Reno, Nevada has not been known as a city that caters to bike riders. In an effort to turn that around, a group of residents made a few changes to make the city more livable, which led Reno to receiving the American League of Bicyclists’ “Bicycle Friendly Community” Bronze status – a pretty big turnaround in just 5 years.

The effort was started by the Reno Bike Project, a group of 20-somethings determined to win over city leaders who have the power to reshape city streets.

According to Jeff Mitchell, the project’s program manager, there’s been a “large amount of flight” out of Reno, with residents leaving to live in Portland, San Francisco, Seattle, and New York. “There are a lot of people from Reno doing a lot of cool stuff that doesn’t benefit Reno,” he says, “because they’re doing it somewhere else.”

A lot of this was due to investments in housing developments around the outskirts, which turned the once tight-knit community into a sprawled-out metropolis with limited access to transportation or bike-friendly roads to get around. Combine that with the booming economy of the mid 2000s, and it was not a suitable area for high school and college grads looking to get on their feet. Campbell says most of his classmates moved elsewhere after graduation.

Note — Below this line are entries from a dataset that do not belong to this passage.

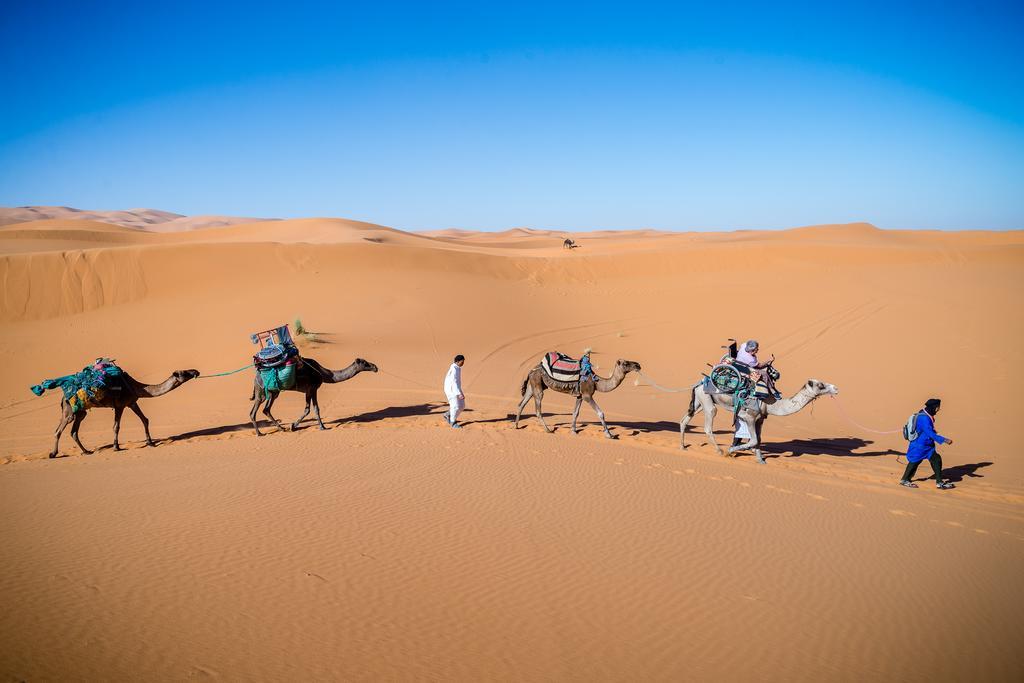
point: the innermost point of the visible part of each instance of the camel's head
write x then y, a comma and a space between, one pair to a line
366, 366
629, 366
183, 376
819, 388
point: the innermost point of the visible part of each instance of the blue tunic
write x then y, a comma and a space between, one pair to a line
923, 446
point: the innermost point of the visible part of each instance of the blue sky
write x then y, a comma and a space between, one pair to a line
495, 115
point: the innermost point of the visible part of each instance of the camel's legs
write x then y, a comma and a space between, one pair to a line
79, 417
144, 420
710, 411
66, 419
316, 411
538, 395
295, 425
685, 421
118, 411
258, 396
522, 403
600, 414
757, 451
755, 439
272, 396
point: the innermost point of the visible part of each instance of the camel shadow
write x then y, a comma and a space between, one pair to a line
663, 426
840, 447
417, 410
957, 472
208, 431
510, 417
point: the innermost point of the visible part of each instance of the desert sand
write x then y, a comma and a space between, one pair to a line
392, 547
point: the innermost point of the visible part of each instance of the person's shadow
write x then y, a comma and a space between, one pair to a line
956, 473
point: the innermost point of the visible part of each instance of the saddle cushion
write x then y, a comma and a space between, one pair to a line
86, 388
560, 367
274, 355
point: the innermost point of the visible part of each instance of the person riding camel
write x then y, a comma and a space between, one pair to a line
748, 355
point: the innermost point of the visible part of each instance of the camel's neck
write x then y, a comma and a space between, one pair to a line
610, 383
342, 375
795, 403
154, 390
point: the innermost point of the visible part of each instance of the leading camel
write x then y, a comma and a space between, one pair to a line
753, 413
309, 376
127, 396
538, 380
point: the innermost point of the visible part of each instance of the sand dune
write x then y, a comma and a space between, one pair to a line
392, 547
146, 219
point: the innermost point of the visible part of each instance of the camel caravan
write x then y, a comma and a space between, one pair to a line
738, 382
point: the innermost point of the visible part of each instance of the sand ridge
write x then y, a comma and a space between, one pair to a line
390, 546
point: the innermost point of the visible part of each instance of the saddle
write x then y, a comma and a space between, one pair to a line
736, 378
276, 347
86, 388
560, 367
276, 359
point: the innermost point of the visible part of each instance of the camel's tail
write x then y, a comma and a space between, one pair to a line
693, 400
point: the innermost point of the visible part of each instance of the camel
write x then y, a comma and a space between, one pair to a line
131, 390
752, 414
538, 380
308, 378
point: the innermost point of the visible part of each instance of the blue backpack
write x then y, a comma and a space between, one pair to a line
910, 428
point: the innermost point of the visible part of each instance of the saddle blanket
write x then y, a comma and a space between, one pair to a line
84, 389
281, 378
560, 367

Noah Silverman and Kyle Kozar, the project founders, also loved riding bikes in Reno and didn’t want to be forced to leave because of this situation. They decided to stay and fight for change instead, gaining support from a few influential local figures who realized that investing in projects like these would help Reno survive the current economic state. They started with bicycle donation drives, then a nonprofit repair shop, and eventually found themselves working in bike advocacy.

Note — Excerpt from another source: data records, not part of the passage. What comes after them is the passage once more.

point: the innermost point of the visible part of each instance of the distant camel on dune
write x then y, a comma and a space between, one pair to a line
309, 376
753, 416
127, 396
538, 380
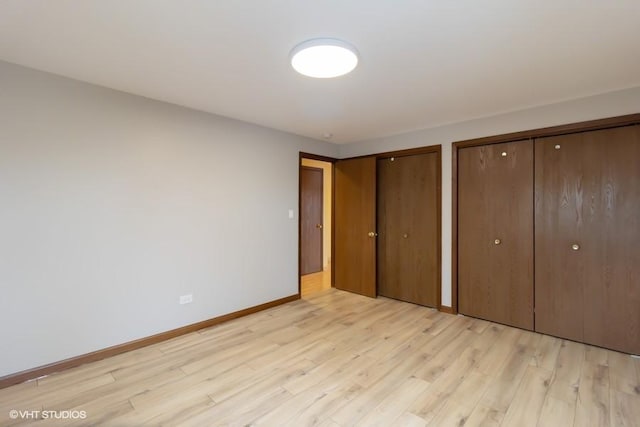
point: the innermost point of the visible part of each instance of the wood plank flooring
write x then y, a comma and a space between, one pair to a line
315, 282
339, 359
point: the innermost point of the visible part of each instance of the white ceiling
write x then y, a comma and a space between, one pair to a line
423, 62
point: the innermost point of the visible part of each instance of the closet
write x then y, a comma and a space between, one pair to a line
495, 225
548, 234
387, 225
407, 226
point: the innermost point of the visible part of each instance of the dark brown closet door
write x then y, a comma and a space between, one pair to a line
588, 237
355, 221
408, 228
495, 233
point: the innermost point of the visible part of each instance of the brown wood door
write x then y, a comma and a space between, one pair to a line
355, 220
407, 214
311, 222
588, 237
495, 233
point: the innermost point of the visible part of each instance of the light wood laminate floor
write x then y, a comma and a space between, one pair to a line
338, 359
315, 282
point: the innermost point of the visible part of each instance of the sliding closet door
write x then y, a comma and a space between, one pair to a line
495, 232
587, 228
408, 228
355, 222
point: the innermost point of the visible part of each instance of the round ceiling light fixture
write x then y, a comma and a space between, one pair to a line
324, 58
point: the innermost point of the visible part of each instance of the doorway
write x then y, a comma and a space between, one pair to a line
316, 183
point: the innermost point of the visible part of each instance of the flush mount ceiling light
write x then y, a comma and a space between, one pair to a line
324, 58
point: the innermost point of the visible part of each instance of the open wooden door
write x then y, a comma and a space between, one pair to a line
311, 220
355, 222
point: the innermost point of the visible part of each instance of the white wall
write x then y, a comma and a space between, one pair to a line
112, 205
595, 107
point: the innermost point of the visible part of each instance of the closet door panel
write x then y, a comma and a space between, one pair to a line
354, 225
587, 237
408, 228
495, 233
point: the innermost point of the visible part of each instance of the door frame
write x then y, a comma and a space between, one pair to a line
304, 155
322, 190
610, 122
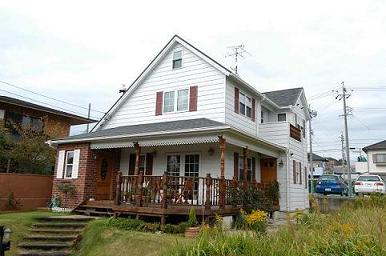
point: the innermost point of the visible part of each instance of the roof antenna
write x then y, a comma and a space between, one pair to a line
236, 51
122, 89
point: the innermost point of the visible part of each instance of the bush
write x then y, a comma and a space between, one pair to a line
126, 223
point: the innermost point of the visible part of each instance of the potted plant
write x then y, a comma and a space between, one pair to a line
193, 230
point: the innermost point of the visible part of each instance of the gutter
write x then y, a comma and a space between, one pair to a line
137, 135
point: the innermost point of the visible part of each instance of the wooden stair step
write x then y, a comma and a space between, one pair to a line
53, 230
46, 245
51, 237
87, 212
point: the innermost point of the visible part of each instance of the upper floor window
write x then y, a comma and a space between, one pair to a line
379, 158
177, 59
169, 101
245, 105
181, 104
282, 117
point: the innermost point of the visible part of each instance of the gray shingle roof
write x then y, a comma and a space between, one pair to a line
379, 145
284, 98
149, 128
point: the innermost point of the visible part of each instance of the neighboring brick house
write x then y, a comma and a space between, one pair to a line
52, 122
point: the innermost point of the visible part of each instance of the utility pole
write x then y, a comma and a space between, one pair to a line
88, 116
312, 115
343, 168
344, 97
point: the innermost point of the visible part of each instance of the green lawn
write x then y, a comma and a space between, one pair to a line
19, 223
99, 240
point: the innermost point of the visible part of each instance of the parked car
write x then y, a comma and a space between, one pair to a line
366, 184
331, 184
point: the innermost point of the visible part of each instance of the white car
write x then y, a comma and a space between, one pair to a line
368, 183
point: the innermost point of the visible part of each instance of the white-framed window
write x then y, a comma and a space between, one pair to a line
241, 168
281, 117
379, 158
262, 116
69, 163
245, 105
177, 59
176, 104
182, 100
169, 101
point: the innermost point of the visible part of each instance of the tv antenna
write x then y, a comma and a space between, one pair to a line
236, 51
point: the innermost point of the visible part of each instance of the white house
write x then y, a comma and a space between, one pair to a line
189, 116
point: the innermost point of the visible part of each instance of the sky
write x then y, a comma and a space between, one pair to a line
83, 51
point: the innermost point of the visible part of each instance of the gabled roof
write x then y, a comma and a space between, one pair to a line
316, 157
176, 39
284, 98
74, 119
141, 129
376, 146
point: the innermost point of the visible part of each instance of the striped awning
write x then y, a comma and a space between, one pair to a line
156, 142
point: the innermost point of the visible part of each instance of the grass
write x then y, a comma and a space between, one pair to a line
19, 223
358, 229
98, 240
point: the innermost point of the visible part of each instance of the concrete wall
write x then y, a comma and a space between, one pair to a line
30, 190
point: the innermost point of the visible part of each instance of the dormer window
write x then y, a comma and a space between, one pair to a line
177, 59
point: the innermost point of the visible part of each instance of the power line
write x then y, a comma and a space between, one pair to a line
55, 107
51, 98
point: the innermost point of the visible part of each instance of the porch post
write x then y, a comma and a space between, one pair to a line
118, 188
137, 158
139, 176
245, 162
222, 173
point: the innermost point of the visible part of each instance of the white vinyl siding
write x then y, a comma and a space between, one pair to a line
139, 107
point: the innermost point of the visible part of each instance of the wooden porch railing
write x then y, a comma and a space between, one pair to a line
166, 190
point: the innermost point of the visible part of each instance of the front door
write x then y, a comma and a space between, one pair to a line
104, 170
268, 170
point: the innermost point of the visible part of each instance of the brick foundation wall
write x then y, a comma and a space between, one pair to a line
85, 184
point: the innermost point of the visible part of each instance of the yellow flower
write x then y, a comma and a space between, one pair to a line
256, 216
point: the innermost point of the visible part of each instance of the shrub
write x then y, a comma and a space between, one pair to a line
126, 223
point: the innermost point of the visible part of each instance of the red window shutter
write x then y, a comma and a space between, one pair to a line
294, 170
193, 98
305, 177
149, 164
237, 100
253, 109
158, 103
132, 164
236, 165
253, 169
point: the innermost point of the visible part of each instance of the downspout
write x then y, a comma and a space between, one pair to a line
288, 182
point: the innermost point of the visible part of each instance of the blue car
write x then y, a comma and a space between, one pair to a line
331, 184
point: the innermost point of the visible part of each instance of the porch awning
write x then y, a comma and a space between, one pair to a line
157, 142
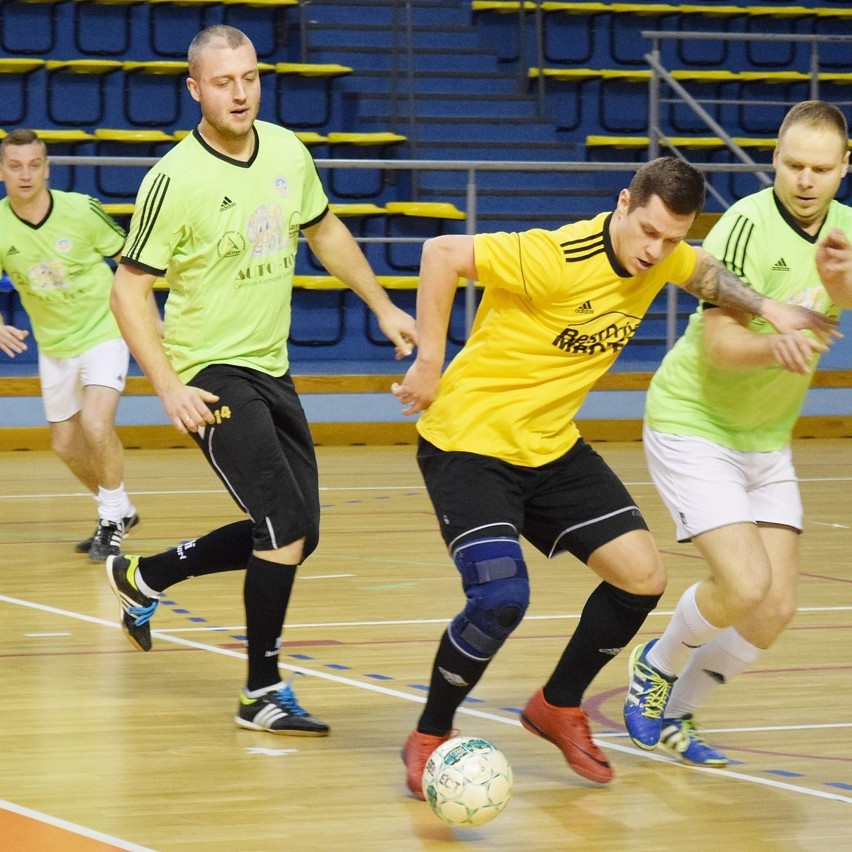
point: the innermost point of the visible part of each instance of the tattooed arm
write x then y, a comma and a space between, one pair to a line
713, 283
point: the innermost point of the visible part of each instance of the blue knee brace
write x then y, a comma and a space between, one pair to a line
495, 580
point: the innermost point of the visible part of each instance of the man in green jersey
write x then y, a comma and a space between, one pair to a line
718, 426
219, 218
502, 457
52, 246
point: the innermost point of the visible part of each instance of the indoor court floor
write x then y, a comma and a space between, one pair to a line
103, 747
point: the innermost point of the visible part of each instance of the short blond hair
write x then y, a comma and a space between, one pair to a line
230, 36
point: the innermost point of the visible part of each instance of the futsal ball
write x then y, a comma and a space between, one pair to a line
467, 781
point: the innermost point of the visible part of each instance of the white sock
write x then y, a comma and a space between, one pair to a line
717, 663
687, 631
256, 693
113, 503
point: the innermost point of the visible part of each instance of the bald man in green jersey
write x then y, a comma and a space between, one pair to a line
718, 428
52, 246
500, 452
219, 218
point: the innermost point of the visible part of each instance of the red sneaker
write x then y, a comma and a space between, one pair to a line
568, 729
415, 753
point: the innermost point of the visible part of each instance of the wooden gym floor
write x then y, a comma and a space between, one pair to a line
102, 747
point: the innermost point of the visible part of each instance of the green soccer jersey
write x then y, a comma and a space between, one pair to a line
750, 410
223, 233
59, 271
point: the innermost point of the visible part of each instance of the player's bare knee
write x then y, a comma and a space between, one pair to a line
494, 576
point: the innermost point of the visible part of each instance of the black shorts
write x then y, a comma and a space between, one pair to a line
261, 448
575, 503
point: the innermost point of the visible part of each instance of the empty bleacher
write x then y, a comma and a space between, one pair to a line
461, 80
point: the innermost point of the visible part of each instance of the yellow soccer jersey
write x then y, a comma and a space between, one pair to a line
557, 309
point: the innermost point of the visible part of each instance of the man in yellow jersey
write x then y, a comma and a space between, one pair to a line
502, 457
53, 246
219, 218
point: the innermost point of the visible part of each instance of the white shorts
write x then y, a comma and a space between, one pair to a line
63, 379
706, 486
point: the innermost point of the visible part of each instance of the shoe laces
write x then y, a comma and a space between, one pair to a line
655, 694
286, 698
143, 613
689, 730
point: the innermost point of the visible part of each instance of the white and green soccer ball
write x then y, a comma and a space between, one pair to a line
467, 781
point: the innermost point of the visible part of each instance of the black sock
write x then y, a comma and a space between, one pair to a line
267, 593
445, 695
225, 549
610, 619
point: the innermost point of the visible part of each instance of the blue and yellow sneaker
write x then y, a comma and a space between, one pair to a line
136, 607
646, 699
682, 740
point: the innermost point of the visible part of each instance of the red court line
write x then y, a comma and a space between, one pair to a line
21, 833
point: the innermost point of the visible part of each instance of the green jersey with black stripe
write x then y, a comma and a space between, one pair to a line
58, 268
750, 410
223, 234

The overall response to this was extraordinarily positive, and in just five years, systematic changes were made throughout the city – enough to make it “Bronze”-worthy in the eyes of the American League of Bicyclists. It sounds like a lot of American cities – my hometown of Detroit included – could learn quite a bit from the Reno Bike Project.

What’s the biking situation like where you live? Could your city stand to learn a thing or two from these kids in Reno?